The Stock Check System

The Stock Check System

The importance of adequate shop distribution of the product has already been emphasized. The ONLINE MARKETING Manager, who achieves a good level of sale if his brand into retail outlets, cannot be sure of the success of his ONLINE MARKETING plan unless he can also establish the level of sale to consumers which is being achieved by the retailer. If he is to control the distribution of his product, he must know the pattern of consumption which has been achieved. This means having a method of checking the quantities of his brand bought and resold by retailers over a given period.

This information is available to him by means of the Retail Audit systems conducted by the Nielsen organization and by other exponents of distribution research. The basis of this research is the establishment of representative panels composed of many hundreds of retail outlets-independent shops, multiple and co-operative stores-throughout the country. It is a syndicated service, providing statistical information on the movement of all products which are of interest to subscribers by brand, size and quantity.

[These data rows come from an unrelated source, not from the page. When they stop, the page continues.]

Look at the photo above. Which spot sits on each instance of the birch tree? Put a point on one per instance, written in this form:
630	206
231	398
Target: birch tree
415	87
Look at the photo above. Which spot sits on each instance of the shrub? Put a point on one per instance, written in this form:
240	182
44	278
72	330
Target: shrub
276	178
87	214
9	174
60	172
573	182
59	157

At agreed intervals (usually every two months), auditors of the research organization call upon each retail outlet in the panel. A check is made of the stock held in every brand whose manufacturers subscribe to the service. A note is also taken of all deliveries made of these goods during the two-month period. The following calculation is then carried out:

A. opening stock of each brand;

B. plus deliveries made of each brand during the period under review;

C. less the stocks held at the end of the period.

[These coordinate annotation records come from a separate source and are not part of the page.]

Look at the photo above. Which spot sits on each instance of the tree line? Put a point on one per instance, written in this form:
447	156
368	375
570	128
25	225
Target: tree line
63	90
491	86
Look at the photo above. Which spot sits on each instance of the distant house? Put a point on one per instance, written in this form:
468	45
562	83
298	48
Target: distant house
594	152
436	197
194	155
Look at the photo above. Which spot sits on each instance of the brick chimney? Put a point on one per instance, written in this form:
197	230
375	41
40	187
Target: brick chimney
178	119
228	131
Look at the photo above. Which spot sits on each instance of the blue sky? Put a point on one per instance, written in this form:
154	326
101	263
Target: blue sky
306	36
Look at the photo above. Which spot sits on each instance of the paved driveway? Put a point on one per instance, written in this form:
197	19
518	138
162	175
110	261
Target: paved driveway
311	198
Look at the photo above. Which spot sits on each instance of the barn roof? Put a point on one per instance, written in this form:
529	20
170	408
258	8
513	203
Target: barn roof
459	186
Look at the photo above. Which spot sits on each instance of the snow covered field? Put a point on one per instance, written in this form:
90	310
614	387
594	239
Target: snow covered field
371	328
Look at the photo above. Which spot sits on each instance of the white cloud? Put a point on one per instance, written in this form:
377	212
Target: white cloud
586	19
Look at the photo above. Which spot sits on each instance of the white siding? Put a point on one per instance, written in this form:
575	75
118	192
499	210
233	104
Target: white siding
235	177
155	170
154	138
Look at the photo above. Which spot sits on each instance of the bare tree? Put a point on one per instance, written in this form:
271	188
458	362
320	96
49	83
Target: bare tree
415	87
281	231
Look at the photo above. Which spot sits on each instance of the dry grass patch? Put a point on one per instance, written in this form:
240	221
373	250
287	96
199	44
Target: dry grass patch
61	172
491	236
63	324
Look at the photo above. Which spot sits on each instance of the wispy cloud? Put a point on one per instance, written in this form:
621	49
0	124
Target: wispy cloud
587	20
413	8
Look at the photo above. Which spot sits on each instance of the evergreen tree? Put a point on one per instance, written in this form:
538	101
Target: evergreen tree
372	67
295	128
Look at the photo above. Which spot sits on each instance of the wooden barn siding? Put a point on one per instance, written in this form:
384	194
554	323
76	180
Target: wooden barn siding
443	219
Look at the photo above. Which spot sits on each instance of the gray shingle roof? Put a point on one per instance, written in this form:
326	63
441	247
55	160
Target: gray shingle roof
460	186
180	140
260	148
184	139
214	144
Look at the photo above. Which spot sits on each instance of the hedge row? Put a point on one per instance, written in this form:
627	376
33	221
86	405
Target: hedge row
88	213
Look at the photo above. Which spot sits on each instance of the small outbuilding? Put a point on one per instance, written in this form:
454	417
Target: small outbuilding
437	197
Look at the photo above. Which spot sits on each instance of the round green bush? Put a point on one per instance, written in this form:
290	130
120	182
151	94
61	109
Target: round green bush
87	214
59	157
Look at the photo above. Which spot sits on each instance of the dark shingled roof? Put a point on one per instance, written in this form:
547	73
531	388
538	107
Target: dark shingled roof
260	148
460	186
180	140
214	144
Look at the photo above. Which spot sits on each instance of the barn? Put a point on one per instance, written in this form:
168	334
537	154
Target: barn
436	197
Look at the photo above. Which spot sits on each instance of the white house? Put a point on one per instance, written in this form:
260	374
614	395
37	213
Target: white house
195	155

The final figure represents the sales made of each brand to the public during the relevant period. If the final stock figure is then divided by half the sales figure, the answer provides the number of months' supply of each product held by the retailer concerned.

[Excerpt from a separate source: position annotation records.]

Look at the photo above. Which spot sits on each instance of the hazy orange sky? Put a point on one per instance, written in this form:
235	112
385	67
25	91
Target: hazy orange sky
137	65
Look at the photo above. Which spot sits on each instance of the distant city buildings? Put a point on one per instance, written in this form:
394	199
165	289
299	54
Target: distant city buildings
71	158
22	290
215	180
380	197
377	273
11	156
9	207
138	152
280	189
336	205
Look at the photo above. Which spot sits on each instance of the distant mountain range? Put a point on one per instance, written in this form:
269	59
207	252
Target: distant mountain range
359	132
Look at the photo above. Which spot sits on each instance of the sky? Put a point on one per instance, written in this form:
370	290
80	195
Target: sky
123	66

Working to the same premise we examined in the case of market research, namely, that what happens in the control panel-because it is representative of its universe-must be true for the whole country, the research organization provides for its subscribers a set of statistics giving the following information:

1. The percentage of all the retailers in the country who stock each of the brands which have been checked.

2. The number of these retail outlets which currently hold stocks of these brands and the number which are currently out of stock.

3. Listed under each product field are shown the percentage of purchases made and stocks held of each competing brand and the sales made to consumers during the period under review.

4. Figures are provided of the average sales of each brand per outlet.

5. The number of months' supply of each brand stocked by retailers is shown.

The value of the Retail Audit to the ONLINE MARKETING Manager will depend upon the use he makes of the information it provides. He must assess the underlying factors indicated by the statistics. The great value of the audit is its continuity. At regular intervals of two months he is given a picture of the situation, not only of his own product, but of that of competing brands. In particular, the figures will indicate:

A. where distribution density is low;

B. the effect of competitors' promotion schemes and other merchandising activities on the movement of his brand;

C. the effect his own promotional activities are having on competitive brands.

A poor distribution result in any particular region will show up immediately from the audit figures. Sometimes, the ONLINE MARKETING Manager will be surprised by the degree of penetration achieved by competitive brands in areas where his own distribution is low. Obviously, he will look first at the sales effort being devoted to those areas; but this may not be the whole story. We have seen the importance of advertising in promoting consumer interest in a brand and the effect which this in turn has upon the propensity of retailers to stock the product. The cause of the weakness may, therefore, be insufficient advertising.

On the other hand, there may be resistance on the part of the retailers because they may not be happy about the presentation of the product. The point-of-sale material provided for their use may be unsuitable for these particular outlets.

Ambiguities of this kind should be investigated and the main value of the retail audit is that it pin-points for the ONLINE MARKETING Manager areas of weakness in his ONLINE MARKETING strategy.

From the retailer side, too, there has been a growing tendency for the use of statistics to assess the movement of branded products. Branch managers of the larger multiple concerns are given information on the gross margin earned by each product per square foot of shop space allocated to it, together with details of its shelf movement and shop stocks. Using these figures as a guide, it has been possible to plan the placing of orders more effectively.